I'll try and lend a hand here.   On the surface, to restate your 
problem in .0, the system (multiple DGs <-> Alpha) was working
until the customer expanded with another site.   When this new
DG (DMQA client) tries to connect to the Alpha, there are problems.

On the server side, the error "no free server slots available" happens
because there are a limited number of DmQA server processes that will
accept connections from DmQA clients, and it seems in this case 8.
The DmQA startup will create 8 DmQA servers for up to 8 clients.  The
master process (in this case DmQA_S_4000) creates the A-H copies of
itself and uses an common event flag to communicate activity.  When
a new DmQA client requests a connection (during the attach), the server
(DmQA_S_4000) will look for the first available offspring (A-H) to 
hand off the connection for this client.   When the bit in the event
flag is set, the offspring is not busy and can be used for connection,
From your first dmqa_show, all of the bits are clear, meaning all 
'slots' are taken and no other clients are able to connect.
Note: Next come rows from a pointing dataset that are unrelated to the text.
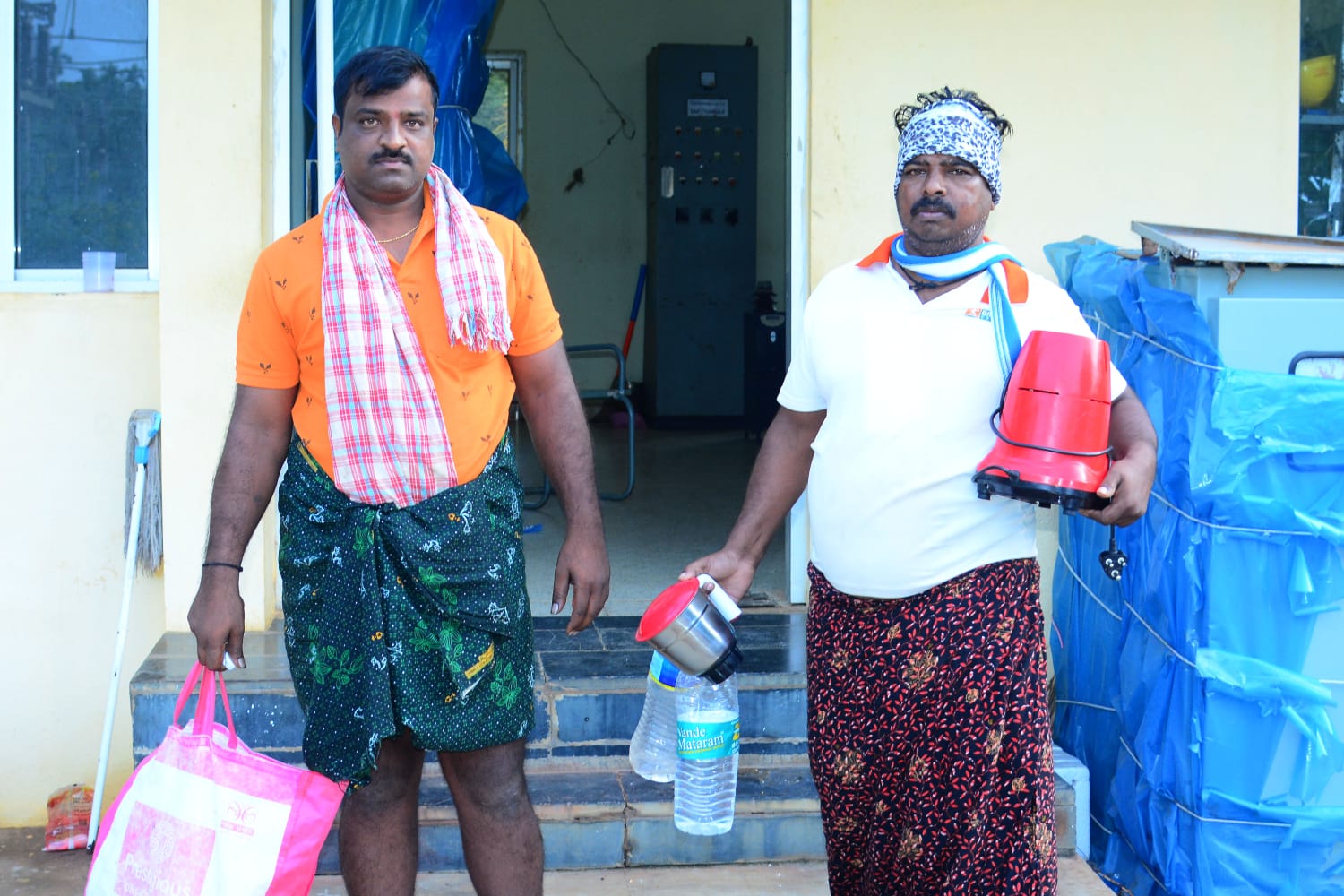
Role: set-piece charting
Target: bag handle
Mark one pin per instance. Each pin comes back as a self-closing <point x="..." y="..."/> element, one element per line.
<point x="206" y="702"/>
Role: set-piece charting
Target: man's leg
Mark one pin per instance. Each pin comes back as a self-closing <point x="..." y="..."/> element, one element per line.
<point x="379" y="828"/>
<point x="502" y="839"/>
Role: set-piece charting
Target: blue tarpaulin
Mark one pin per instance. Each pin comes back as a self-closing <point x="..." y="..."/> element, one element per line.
<point x="1204" y="691"/>
<point x="451" y="35"/>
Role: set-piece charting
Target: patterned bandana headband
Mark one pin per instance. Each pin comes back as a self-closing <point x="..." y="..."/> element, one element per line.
<point x="953" y="128"/>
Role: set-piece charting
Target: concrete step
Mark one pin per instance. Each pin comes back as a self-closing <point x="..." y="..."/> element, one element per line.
<point x="594" y="812"/>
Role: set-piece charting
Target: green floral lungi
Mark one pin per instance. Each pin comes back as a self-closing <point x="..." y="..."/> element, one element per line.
<point x="405" y="616"/>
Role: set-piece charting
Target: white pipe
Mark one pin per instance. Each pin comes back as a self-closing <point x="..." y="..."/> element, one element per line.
<point x="797" y="524"/>
<point x="325" y="105"/>
<point x="281" y="124"/>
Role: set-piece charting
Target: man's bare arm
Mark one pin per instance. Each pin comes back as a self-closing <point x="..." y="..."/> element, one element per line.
<point x="554" y="416"/>
<point x="245" y="481"/>
<point x="777" y="479"/>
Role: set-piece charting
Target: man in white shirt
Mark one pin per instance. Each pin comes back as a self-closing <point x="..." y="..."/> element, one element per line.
<point x="927" y="727"/>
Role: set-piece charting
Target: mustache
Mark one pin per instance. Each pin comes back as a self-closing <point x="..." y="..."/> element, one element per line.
<point x="933" y="203"/>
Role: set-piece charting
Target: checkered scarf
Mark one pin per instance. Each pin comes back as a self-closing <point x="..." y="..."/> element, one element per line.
<point x="386" y="425"/>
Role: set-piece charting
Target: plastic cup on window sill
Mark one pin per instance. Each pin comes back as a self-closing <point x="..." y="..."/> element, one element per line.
<point x="99" y="271"/>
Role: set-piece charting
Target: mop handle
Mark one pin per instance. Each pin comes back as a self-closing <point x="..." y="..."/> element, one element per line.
<point x="109" y="713"/>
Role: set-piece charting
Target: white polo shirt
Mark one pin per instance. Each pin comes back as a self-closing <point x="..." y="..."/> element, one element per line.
<point x="909" y="390"/>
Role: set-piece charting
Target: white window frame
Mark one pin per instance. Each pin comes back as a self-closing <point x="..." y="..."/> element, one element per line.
<point x="59" y="280"/>
<point x="513" y="61"/>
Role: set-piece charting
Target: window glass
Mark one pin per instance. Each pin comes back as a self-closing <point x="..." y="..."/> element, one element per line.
<point x="1320" y="169"/>
<point x="500" y="109"/>
<point x="81" y="134"/>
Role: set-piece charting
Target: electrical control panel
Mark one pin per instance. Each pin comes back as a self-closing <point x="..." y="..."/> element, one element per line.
<point x="702" y="231"/>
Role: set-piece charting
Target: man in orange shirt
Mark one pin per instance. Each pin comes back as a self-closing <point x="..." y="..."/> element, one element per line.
<point x="379" y="349"/>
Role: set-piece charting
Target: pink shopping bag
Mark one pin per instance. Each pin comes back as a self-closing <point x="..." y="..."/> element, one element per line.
<point x="206" y="814"/>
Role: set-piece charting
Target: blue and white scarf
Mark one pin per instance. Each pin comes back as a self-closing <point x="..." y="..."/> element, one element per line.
<point x="986" y="255"/>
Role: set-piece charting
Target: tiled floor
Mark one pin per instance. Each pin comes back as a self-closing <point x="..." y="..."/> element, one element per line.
<point x="26" y="871"/>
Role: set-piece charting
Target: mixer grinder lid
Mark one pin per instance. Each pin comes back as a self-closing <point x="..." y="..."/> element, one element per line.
<point x="667" y="607"/>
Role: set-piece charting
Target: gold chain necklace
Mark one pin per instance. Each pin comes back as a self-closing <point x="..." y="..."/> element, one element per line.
<point x="392" y="239"/>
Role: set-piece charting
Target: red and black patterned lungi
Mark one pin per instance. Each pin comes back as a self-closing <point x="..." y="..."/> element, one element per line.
<point x="929" y="737"/>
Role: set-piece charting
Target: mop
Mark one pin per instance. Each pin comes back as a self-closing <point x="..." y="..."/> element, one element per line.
<point x="142" y="548"/>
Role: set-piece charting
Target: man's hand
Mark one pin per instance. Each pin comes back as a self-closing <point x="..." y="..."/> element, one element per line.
<point x="728" y="568"/>
<point x="217" y="619"/>
<point x="1131" y="476"/>
<point x="582" y="565"/>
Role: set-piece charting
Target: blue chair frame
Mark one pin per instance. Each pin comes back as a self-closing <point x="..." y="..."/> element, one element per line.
<point x="621" y="394"/>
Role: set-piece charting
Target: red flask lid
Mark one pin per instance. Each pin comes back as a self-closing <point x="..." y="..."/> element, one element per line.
<point x="667" y="607"/>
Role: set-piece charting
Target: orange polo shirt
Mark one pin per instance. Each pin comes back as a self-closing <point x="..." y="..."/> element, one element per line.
<point x="280" y="335"/>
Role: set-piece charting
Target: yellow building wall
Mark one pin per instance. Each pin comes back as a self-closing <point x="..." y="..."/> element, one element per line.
<point x="77" y="366"/>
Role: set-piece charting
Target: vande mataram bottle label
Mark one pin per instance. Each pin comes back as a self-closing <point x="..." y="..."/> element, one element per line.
<point x="706" y="740"/>
<point x="661" y="670"/>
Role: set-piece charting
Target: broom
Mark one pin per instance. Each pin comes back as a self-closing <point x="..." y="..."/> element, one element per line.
<point x="144" y="547"/>
<point x="142" y="449"/>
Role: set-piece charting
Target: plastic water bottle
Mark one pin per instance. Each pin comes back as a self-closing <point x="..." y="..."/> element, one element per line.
<point x="653" y="742"/>
<point x="707" y="756"/>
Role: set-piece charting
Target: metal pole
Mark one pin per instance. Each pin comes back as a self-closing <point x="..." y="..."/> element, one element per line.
<point x="325" y="105"/>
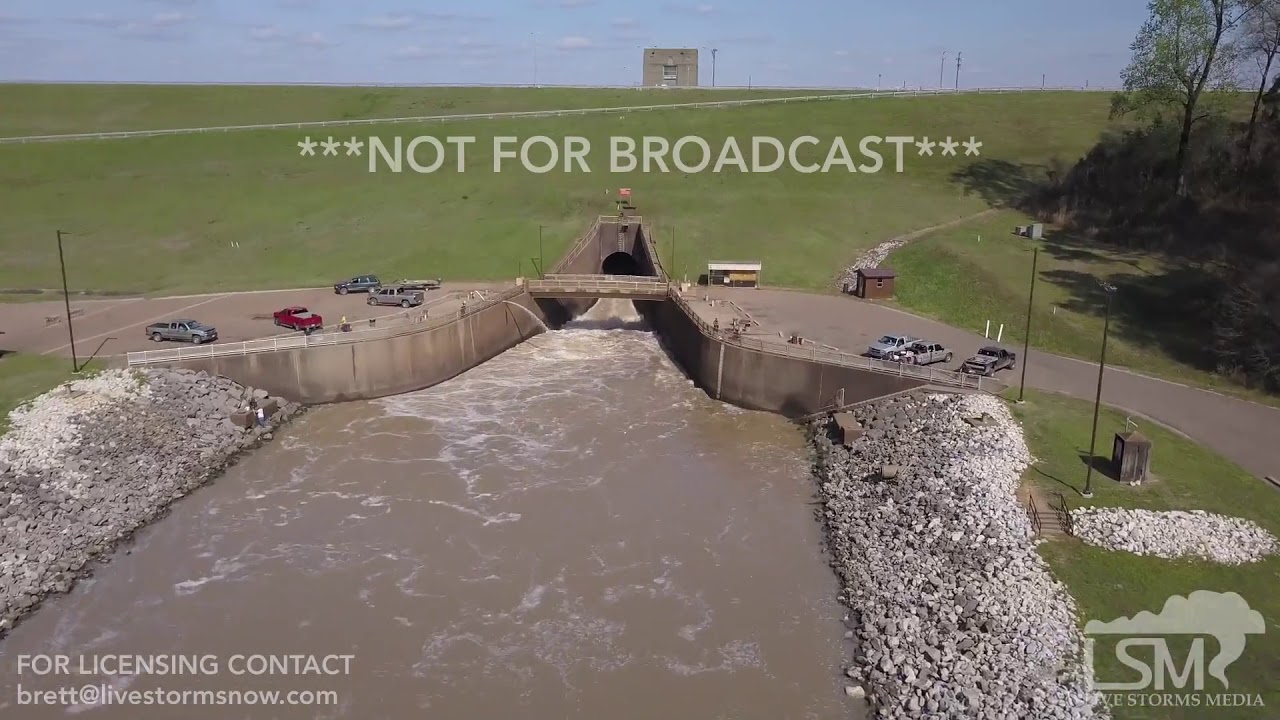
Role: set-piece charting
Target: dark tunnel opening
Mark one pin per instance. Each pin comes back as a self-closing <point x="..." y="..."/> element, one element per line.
<point x="621" y="264"/>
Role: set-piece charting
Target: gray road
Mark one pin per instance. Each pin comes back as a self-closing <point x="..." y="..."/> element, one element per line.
<point x="1244" y="432"/>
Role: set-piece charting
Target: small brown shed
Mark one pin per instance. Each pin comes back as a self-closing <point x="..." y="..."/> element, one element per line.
<point x="1130" y="456"/>
<point x="874" y="283"/>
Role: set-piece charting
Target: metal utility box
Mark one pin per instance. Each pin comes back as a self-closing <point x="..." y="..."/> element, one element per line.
<point x="734" y="273"/>
<point x="1130" y="455"/>
<point x="848" y="428"/>
<point x="874" y="283"/>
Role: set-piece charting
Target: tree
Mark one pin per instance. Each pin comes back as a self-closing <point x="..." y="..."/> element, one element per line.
<point x="1179" y="53"/>
<point x="1261" y="39"/>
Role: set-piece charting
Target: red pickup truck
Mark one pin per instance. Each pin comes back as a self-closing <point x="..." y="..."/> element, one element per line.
<point x="298" y="318"/>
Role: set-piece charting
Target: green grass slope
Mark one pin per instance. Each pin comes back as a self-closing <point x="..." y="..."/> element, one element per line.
<point x="161" y="214"/>
<point x="62" y="109"/>
<point x="977" y="272"/>
<point x="1109" y="584"/>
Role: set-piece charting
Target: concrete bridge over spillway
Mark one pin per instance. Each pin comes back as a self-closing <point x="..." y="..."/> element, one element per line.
<point x="630" y="287"/>
<point x="616" y="258"/>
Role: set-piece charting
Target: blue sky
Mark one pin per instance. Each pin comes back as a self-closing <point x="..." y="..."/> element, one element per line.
<point x="814" y="42"/>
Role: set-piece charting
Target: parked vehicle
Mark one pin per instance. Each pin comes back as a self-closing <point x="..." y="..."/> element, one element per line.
<point x="922" y="352"/>
<point x="988" y="360"/>
<point x="421" y="285"/>
<point x="297" y="318"/>
<point x="890" y="343"/>
<point x="396" y="295"/>
<point x="359" y="283"/>
<point x="184" y="331"/>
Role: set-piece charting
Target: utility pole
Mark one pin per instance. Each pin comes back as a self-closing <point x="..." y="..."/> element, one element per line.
<point x="1097" y="401"/>
<point x="672" y="249"/>
<point x="1027" y="336"/>
<point x="67" y="301"/>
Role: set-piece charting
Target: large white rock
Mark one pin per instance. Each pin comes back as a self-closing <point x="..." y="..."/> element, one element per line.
<point x="1219" y="538"/>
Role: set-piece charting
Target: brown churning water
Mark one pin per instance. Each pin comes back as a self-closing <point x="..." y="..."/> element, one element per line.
<point x="571" y="531"/>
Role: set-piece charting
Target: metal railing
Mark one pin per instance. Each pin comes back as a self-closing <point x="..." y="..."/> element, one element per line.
<point x="412" y="322"/>
<point x="462" y="117"/>
<point x="831" y="356"/>
<point x="598" y="285"/>
<point x="652" y="249"/>
<point x="579" y="246"/>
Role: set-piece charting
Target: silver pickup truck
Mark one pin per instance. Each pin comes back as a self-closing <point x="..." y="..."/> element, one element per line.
<point x="183" y="331"/>
<point x="396" y="295"/>
<point x="922" y="352"/>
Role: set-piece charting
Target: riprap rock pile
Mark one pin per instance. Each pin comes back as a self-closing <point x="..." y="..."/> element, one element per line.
<point x="85" y="465"/>
<point x="1230" y="541"/>
<point x="952" y="611"/>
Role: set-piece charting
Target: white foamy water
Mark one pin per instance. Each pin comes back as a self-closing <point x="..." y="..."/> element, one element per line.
<point x="568" y="531"/>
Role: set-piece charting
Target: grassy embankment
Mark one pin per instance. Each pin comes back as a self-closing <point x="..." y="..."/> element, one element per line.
<point x="161" y="214"/>
<point x="1160" y="311"/>
<point x="1111" y="584"/>
<point x="24" y="377"/>
<point x="67" y="109"/>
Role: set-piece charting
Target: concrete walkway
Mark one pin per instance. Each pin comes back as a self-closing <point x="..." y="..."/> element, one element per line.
<point x="1246" y="432"/>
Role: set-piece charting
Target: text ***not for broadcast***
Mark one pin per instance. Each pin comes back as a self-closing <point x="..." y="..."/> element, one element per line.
<point x="542" y="154"/>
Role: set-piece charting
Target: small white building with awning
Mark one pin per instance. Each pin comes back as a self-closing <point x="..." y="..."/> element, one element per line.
<point x="734" y="273"/>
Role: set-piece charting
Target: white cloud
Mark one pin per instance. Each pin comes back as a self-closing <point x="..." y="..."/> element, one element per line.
<point x="574" y="42"/>
<point x="156" y="27"/>
<point x="700" y="9"/>
<point x="416" y="53"/>
<point x="266" y="33"/>
<point x="387" y="22"/>
<point x="97" y="19"/>
<point x="315" y="40"/>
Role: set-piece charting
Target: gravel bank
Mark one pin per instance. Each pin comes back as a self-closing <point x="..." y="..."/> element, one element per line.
<point x="1219" y="538"/>
<point x="87" y="464"/>
<point x="952" y="611"/>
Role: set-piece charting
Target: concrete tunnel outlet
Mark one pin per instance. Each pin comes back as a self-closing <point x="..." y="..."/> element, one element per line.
<point x="621" y="264"/>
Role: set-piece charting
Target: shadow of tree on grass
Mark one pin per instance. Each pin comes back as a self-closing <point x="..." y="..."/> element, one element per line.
<point x="1000" y="182"/>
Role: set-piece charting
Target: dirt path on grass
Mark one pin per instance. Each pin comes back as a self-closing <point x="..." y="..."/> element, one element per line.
<point x="876" y="255"/>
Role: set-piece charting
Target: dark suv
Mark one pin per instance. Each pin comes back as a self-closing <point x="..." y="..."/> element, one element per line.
<point x="359" y="283"/>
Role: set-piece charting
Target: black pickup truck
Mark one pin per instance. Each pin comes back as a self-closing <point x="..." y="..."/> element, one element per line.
<point x="988" y="360"/>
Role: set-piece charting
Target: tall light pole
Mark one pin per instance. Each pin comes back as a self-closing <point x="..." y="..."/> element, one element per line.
<point x="67" y="301"/>
<point x="1027" y="336"/>
<point x="534" y="35"/>
<point x="1097" y="401"/>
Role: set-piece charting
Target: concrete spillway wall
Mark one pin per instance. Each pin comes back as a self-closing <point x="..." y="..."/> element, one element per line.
<point x="402" y="361"/>
<point x="762" y="381"/>
<point x="414" y="359"/>
<point x="746" y="377"/>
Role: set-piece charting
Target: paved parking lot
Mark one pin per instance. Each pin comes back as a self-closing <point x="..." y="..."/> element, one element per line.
<point x="115" y="327"/>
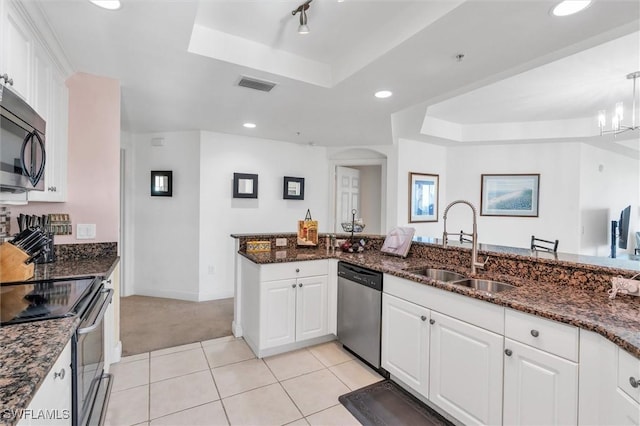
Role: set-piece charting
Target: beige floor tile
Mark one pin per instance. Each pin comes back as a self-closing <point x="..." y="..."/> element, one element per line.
<point x="130" y="374"/>
<point x="242" y="376"/>
<point x="137" y="357"/>
<point x="315" y="391"/>
<point x="355" y="374"/>
<point x="293" y="364"/>
<point x="331" y="353"/>
<point x="211" y="414"/>
<point x="268" y="405"/>
<point x="177" y="364"/>
<point x="218" y="340"/>
<point x="128" y="407"/>
<point x="299" y="422"/>
<point x="223" y="353"/>
<point x="334" y="416"/>
<point x="180" y="393"/>
<point x="175" y="349"/>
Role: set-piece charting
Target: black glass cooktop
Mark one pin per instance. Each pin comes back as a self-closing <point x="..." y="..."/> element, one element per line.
<point x="40" y="300"/>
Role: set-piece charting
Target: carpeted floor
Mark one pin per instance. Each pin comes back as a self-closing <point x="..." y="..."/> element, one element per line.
<point x="151" y="323"/>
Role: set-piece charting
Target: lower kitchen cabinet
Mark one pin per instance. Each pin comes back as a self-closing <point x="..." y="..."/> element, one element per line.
<point x="284" y="306"/>
<point x="51" y="405"/>
<point x="539" y="388"/>
<point x="466" y="370"/>
<point x="405" y="342"/>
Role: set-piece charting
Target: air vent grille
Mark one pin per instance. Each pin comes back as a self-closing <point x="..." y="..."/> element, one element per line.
<point x="253" y="83"/>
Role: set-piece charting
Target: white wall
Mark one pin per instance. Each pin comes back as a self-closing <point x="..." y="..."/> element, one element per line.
<point x="370" y="197"/>
<point x="559" y="204"/>
<point x="420" y="157"/>
<point x="221" y="215"/>
<point x="166" y="232"/>
<point x="608" y="183"/>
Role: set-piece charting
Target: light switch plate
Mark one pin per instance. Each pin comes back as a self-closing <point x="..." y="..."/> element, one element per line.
<point x="86" y="231"/>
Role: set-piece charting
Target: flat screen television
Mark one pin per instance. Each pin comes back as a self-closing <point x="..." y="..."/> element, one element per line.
<point x="623" y="227"/>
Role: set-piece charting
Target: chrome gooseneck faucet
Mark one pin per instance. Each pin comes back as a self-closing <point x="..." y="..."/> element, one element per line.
<point x="474" y="235"/>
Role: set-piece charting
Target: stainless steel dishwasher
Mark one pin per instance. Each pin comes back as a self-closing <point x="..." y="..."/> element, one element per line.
<point x="360" y="311"/>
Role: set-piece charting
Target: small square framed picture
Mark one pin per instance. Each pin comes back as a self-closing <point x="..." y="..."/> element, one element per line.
<point x="293" y="188"/>
<point x="245" y="185"/>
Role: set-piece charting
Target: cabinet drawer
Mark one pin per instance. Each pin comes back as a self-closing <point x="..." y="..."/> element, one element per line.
<point x="282" y="271"/>
<point x="628" y="372"/>
<point x="549" y="336"/>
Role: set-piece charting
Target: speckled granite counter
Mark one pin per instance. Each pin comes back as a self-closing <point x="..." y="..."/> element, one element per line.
<point x="574" y="295"/>
<point x="29" y="350"/>
<point x="28" y="353"/>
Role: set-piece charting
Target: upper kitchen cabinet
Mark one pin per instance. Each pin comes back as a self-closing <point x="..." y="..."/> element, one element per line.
<point x="34" y="71"/>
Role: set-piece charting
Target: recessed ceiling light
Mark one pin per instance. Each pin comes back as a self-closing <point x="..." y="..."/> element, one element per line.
<point x="569" y="7"/>
<point x="383" y="94"/>
<point x="107" y="4"/>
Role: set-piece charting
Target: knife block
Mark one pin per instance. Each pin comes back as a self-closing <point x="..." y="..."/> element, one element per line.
<point x="12" y="266"/>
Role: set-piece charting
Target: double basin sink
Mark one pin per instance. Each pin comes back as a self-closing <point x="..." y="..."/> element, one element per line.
<point x="458" y="279"/>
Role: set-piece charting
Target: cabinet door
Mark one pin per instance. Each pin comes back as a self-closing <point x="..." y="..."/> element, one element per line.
<point x="311" y="307"/>
<point x="277" y="313"/>
<point x="51" y="405"/>
<point x="405" y="342"/>
<point x="17" y="52"/>
<point x="465" y="376"/>
<point x="539" y="388"/>
<point x="625" y="410"/>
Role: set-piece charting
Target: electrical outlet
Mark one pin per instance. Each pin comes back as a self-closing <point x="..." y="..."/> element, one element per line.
<point x="86" y="231"/>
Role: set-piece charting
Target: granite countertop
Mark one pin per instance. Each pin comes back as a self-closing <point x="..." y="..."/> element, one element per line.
<point x="29" y="350"/>
<point x="617" y="319"/>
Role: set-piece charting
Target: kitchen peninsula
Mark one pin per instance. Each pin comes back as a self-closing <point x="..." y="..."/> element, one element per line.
<point x="558" y="315"/>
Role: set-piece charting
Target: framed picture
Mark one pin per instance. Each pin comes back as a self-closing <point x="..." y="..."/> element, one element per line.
<point x="245" y="185"/>
<point x="510" y="195"/>
<point x="293" y="188"/>
<point x="423" y="197"/>
<point x="161" y="183"/>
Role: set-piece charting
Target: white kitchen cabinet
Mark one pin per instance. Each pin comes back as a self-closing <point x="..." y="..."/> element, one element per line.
<point x="466" y="370"/>
<point x="112" y="344"/>
<point x="51" y="405"/>
<point x="284" y="305"/>
<point x="539" y="388"/>
<point x="405" y="342"/>
<point x="540" y="371"/>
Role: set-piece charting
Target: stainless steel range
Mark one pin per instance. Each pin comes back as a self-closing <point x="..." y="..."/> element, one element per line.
<point x="86" y="297"/>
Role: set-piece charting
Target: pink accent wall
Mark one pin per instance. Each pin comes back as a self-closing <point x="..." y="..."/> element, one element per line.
<point x="93" y="162"/>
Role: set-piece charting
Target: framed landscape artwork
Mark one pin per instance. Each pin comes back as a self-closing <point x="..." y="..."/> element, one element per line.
<point x="423" y="197"/>
<point x="510" y="195"/>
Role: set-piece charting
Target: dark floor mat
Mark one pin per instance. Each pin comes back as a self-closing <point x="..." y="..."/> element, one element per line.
<point x="385" y="403"/>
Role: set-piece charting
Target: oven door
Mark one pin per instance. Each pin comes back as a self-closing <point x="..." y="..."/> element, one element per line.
<point x="88" y="357"/>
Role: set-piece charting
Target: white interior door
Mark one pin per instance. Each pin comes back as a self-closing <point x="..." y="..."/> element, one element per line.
<point x="348" y="194"/>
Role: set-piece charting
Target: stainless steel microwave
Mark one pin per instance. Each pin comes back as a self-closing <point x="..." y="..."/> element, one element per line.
<point x="22" y="144"/>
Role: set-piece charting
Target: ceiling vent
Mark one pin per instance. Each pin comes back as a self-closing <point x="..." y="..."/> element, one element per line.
<point x="254" y="83"/>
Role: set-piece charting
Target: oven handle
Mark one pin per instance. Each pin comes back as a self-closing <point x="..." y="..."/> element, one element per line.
<point x="103" y="309"/>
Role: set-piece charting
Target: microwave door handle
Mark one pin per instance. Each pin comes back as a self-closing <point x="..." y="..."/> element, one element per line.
<point x="103" y="309"/>
<point x="38" y="175"/>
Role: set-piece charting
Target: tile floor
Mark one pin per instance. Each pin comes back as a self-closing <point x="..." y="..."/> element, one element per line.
<point x="221" y="382"/>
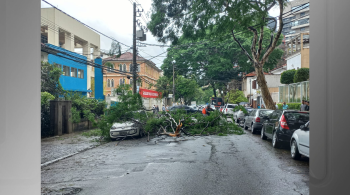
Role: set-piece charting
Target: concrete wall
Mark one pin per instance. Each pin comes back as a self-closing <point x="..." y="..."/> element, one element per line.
<point x="305" y="58"/>
<point x="273" y="81"/>
<point x="248" y="86"/>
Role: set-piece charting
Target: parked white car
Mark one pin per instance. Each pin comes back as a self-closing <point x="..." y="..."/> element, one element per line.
<point x="238" y="116"/>
<point x="127" y="129"/>
<point x="299" y="143"/>
<point x="228" y="109"/>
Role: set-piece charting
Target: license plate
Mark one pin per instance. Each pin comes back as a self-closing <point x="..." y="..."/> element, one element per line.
<point x="123" y="133"/>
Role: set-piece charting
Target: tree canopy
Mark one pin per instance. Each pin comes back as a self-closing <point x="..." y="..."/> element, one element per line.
<point x="217" y="20"/>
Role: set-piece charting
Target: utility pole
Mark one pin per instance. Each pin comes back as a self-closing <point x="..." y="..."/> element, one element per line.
<point x="173" y="84"/>
<point x="134" y="64"/>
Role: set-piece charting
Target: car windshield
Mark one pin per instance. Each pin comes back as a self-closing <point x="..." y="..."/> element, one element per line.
<point x="297" y="117"/>
<point x="263" y="113"/>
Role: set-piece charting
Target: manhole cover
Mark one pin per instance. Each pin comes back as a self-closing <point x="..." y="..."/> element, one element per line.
<point x="69" y="191"/>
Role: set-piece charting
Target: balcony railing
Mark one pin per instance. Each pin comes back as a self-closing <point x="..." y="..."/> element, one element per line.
<point x="43" y="39"/>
My guess is there is some problem with this new site that causes an
unexpected exit of the client, either from a network failure or program
bust, which leaves the DmQA server (A-H) on the alpha in a 'hung' 
situation.   Depending on the state of the socket, it may take awhile
for the server to realize the client is gone, depending on the keepalive
timers for UCX (probe and drop) however, it "should" clean up and go
back to the idle state, ready to accept a new connection.

To your questions, specifically:

>How do I know that a DMQA process really is a zoombie process? They all seem 

If the dmqa_show shows the EFN clear (it is busy), yet you see no activity
for the the socket via UCX for say 10 minutes after you know the client is
dead, then something is broken, and you will have to restart that server.

>before). Can I consider the process to be a zoombie if it suddenly stops 
>increasing the UCX device/socket I/O count, CPU time or what? 

Not exactly, unless you know the client is gone.  If the client is just
in an idle state you won't see any activity.

>Is there anything we can do to prevent this happening all the time? Where 

It is important for the client code to gracefully exit.  The Qadapter does
not have 'great' link error recovery, so my best advice is to always try
to issue a pams_exit from the client with exiting the DG program.

>should we start to look? At the network? A new DMQA version? UCX configuration?

You can try changing the probe/drop timers in UCX, but it sounds like 
once these servers get into this state, they never revcover (2 days).  
The default probe/drop timers give you about 10 minutes, then the link
is dead, and it should signal the server for cleanup.

Hope this helps,
Bruce.